Why the ‘live fast, die young’ private sector should be more like the public sector
The Financial Times reports a study by PricewaterhouseCoopers that suggests male middle managers spending their working lives in the civil service will take home more money over their life times than similar middle managers in the financial services sector. The conclusion that public sector workers’ wages and pensions should be cut because they are cossetted and too expensive for the economy to support, is utterly wrong.
The study shows that the civil servant gets a lower salary when at work, but doesn’t become unemployed in recessions, spends their 50s in employment rather than redundancy-enforced consultancy, and then gets a better (because final salary) pension.

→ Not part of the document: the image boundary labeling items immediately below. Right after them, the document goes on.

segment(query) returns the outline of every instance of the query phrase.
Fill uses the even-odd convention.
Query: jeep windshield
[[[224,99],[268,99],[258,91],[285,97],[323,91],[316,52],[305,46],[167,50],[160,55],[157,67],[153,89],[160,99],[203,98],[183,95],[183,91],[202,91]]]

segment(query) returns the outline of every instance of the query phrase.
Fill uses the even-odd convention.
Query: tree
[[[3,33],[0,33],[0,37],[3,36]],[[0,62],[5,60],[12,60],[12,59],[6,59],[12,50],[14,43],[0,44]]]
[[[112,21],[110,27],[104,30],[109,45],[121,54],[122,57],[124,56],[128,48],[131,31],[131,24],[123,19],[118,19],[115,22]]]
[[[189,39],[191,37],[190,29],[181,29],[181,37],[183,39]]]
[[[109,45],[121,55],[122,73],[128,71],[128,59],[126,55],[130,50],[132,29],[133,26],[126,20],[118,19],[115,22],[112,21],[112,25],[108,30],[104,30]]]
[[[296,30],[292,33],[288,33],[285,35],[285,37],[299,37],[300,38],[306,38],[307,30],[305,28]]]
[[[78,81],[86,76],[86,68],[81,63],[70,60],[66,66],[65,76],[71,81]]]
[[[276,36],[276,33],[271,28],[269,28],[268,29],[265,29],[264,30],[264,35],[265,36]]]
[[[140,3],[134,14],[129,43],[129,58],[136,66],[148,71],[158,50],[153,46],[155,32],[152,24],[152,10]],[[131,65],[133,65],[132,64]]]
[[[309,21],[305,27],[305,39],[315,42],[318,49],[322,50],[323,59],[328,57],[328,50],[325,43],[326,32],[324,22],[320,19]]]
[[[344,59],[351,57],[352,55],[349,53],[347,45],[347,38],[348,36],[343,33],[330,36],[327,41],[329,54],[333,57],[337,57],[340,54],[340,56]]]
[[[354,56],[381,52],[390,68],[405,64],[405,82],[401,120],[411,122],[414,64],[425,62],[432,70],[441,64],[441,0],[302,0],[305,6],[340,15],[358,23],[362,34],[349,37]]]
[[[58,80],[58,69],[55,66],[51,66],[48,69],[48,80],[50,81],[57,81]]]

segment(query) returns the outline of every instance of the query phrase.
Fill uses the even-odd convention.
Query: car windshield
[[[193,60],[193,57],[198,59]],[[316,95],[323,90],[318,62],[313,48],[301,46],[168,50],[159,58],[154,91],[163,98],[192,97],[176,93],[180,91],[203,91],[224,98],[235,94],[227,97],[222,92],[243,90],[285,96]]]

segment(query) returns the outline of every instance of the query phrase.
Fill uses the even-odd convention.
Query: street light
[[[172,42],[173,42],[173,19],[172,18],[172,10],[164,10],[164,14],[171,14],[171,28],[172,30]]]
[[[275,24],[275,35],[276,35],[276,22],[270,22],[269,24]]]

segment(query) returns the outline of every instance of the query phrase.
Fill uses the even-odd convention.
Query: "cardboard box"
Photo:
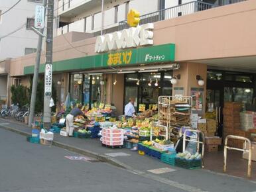
[[[198,129],[202,131],[206,132],[206,123],[198,123]]]
[[[24,117],[24,122],[27,124],[29,124],[29,116]]]
[[[224,115],[223,118],[224,118],[223,120],[224,122],[229,122],[229,121],[238,122],[240,122],[240,118],[238,117]]]
[[[214,132],[217,129],[216,120],[214,119],[207,119],[207,132]]]
[[[238,102],[225,102],[224,108],[229,109],[241,109],[242,107],[242,104]]]
[[[252,150],[251,150],[251,160],[254,162],[256,162],[256,142],[252,142]],[[248,149],[248,145],[247,145],[246,148]],[[248,160],[249,153],[243,152],[243,158]]]
[[[218,145],[206,145],[206,150],[208,152],[218,152]]]
[[[218,136],[207,136],[206,137],[206,145],[221,145],[222,143],[222,138]]]

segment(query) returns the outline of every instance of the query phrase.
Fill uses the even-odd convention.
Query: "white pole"
[[[100,30],[100,35],[103,34],[103,27],[104,25],[104,0],[101,0],[101,28]]]

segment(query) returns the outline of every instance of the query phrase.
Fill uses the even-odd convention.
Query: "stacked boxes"
[[[123,130],[119,128],[103,128],[102,144],[109,146],[123,145]]]
[[[218,136],[206,137],[206,150],[207,152],[218,152],[218,147],[222,144],[222,138]]]
[[[225,102],[223,109],[223,139],[229,134],[234,134],[234,129],[240,128],[240,111],[241,104],[236,102]],[[228,145],[233,146],[234,141],[229,139]]]
[[[216,132],[217,124],[214,119],[200,119],[198,129],[204,132],[205,136],[214,136]]]

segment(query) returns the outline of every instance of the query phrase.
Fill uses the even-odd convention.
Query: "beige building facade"
[[[94,52],[97,37],[92,34],[70,32],[56,36],[54,39],[53,78],[56,83],[61,82],[57,85],[58,101],[64,102],[70,93],[73,99],[86,101],[90,106],[96,102],[113,103],[121,115],[124,105],[131,97],[136,98],[137,107],[146,103],[149,107],[159,95],[190,96],[198,91],[202,104],[198,113],[203,115],[208,110],[209,102],[214,103],[214,108],[224,102],[210,101],[212,97],[209,90],[218,94],[215,84],[230,83],[225,80],[224,73],[225,77],[229,77],[229,73],[245,77],[235,87],[245,89],[252,100],[256,93],[253,79],[256,73],[255,19],[256,1],[253,0],[209,9],[154,23],[152,46],[101,54]],[[150,52],[159,55],[164,50],[165,60],[143,62],[137,59],[131,64],[121,65],[107,63],[109,54],[125,54],[130,50],[133,54]],[[29,86],[35,57],[35,54],[31,54],[10,60],[9,86],[16,79]],[[45,52],[42,52],[41,73],[44,62]],[[145,73],[141,69],[145,70]],[[243,73],[234,75],[235,73]],[[246,84],[244,81],[248,75],[253,77]],[[176,84],[172,85],[172,78],[176,78]],[[203,85],[199,85],[200,79],[204,81]],[[8,95],[11,97],[10,93]]]

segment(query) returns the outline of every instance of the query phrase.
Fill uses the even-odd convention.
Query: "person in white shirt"
[[[135,113],[135,109],[134,108],[134,99],[130,98],[129,103],[125,107],[125,116],[126,119],[132,117]]]

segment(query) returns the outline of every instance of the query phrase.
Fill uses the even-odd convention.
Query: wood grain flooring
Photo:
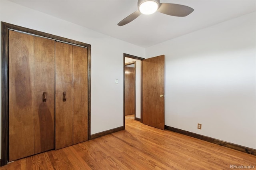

I’m not sure the same differences would emerge if you looked at the poorest end of the sectors, where public servants DO get laid off in recessions as many are finding this year, or at the top end, where the top earners in the financial services sector receive hugely greater compensation than their public sector equivalents.
But it does show several things that are wrong with the way the private sector works.
First, public sector middle managers are treated considerably better by comparison with their seniors than in the private sector because of a more egalitarian distribution of rewards overall (this benefits the low paid, too). Even when well paid, middle managers in finance suffer from considerably larger differentials than in the civil service.
Second, public sector managers don’t suffer the blatant ageism that exists in the private sector, so don’t suffer the same decline in earnings as they get older (the PwC assumption that an average private sector manager will be forced out in their 50s doesn’t convey a positive image of the financial services sector – and I suspect the picture on this, on wages generally, and on pensions, would be even worse for women in the finance sector).
And third, the private sector’s abandonment of final salary schemes (for everyone below the top earners of course – they still get a huge wedge at the end of their careers, even if they’ve been catastrophically incompetent, as recent payoffs have shown) is a major mistake if you think people need to be encouraged with rewards for good performance, as the private sector is supposed to!
So, overall, the ‘live fast, die young’ approach of the finance sector is not all it’s cracked up to be. Maybe those finance sector middle managers would have been wiser to join a trade union and pursue a collective solution to their terms and conditions rather than assuming (against all the evidence) that their commitment to free market individualism would actually be rewarded.
The worst thing about the FT article, however, was its implication that the best way to make the private and public sectors more like each other is to slash and burn public sector achievements such as modest pay, decent pensions and basic egalitarianism. Why on earth isn’t the paper that is read by so many middle managers in finance arguing for them to have better terms and conditions?